TV-Serie Wie Dörfer Wohnraum im Ortskern schaffen

Hermeskeil/Ockfen/Tawern/Kell · Neues Bauland auszuweisen, ist nicht immer möglich. Aber in vielen Ortsmitten gibt es Leerstände und ältere Häuser, die man herrichten könnte. Als Anreiz dafür nutzen einige Gemeinden im Kreis Sanierungsgebiete. Dort gelten für Bauherren besondere Vorteile.

 Ein anschauliches Beispiel für den Effekt von Sanierungsgebieten gibt es in Hermeskeil am Ringgraben: Links steht der marode Wohnblock, rechts der bereits modernisierte. Die privaten Bauherren können ihre Investitionen über einen längeren Zeitraum steuerlich abschreiben.

Ein anschauliches Beispiel für den Effekt von Sanierungsgebieten gibt es in Hermeskeil am Ringgraben: Links steht der marode Wohnblock, rechts der bereits modernisierte. Die privaten Bauherren können ihre Investitionen über einen längeren Zeitraum steuerlich abschreiben.

Foto: Trierischer Volksfreund/Christa Weber

Bröckelnde Fassaden, verschmutzte Wände, kaputte Fenster: Der Wohnkomplex am Ringgraben in Hermeskeil stand 20 Jahre lang leer und war bis vor kurzem kein schöner Anblick. Inzwischen sanieren private Investoren die drei Gebäude. Insgesamt 18 neue Miet- und Eigentumswohnungen entstehen darin, einige sind bereits fertig.

Vorteil Sanierungsgebiet Ein entscheidender Anreiz für die Unternehmer war, dass sich die Häuser in einem Sanierungsgebiet befinden. Solche Gebiete dienen laut Baugesetzbuch dazu, in einem per Satzung abgegrenzten Bereich städtebauliche Missstände zu beseitigen. Wer im Gebiet ein altes Haus in diesem Sinne umfassend modernisiert, der profitiert von steuerlichen Abschreibungen (siehe Hintergrund). So verschwinden im Ortskern hässliche Bauruinen und im Idealfall entsteht neuer Wohnraum.

Beliebtes Instrument im Kreis In der Verbandsgemeinde (VG) Hermeskeil sind seit 2015 in sieben von 13 Orten Sanierungsgebiete entstanden. Dieses städtebauliche Instrument wird fast im gesamten Kreis genutzt, zum Teil kombiniert mit Förderprogrammen (siehe Info). „In Hermeskeil läuft es gut.

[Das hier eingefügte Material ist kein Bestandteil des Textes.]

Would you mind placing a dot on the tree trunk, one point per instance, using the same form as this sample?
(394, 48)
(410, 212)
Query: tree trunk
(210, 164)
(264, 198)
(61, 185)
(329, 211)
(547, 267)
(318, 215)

Fünf Projekte gibt es bereits “, sagt Timo Jansen vom VG-Bauamt. Stadtbürgermeister Mathias Queck lobt das Sanierungsgebiet als „wichtigen Baustein zur Entwicklung der Innenstadt“. Die Stadt könne aufgrund ihrer „begrenzten finanziellen Möglichkeiten“ nicht alles selbst angehen, aber auf diese Weise private Investitionen erleichtern.

In Züsch sind seit 2017 schon fünf Sanierungen angelaufen. Hauptmotivation für Ortschef Hermann Bernardy waren die steuerlichen Anreize: „Es hilft uns aber auch, Leerstände zu vermeiden.“ Ältere Häuser würden so für junge Familien attraktiv. Laut Timo Jansen lohnen sich Sanierungsgebiete vor allem für kleine Orte mit viel alter Bausubstanz, weil sich dort die Kosten in Grenzen hielten. Kosten entstehen, weil ein Fachbüro alle Gebäude im relevanten Bereich untersucht und die baulichen Missstände aufschreibt. Auf Basis dieser Ergebnisse wird das Gebiet abgegrenzt.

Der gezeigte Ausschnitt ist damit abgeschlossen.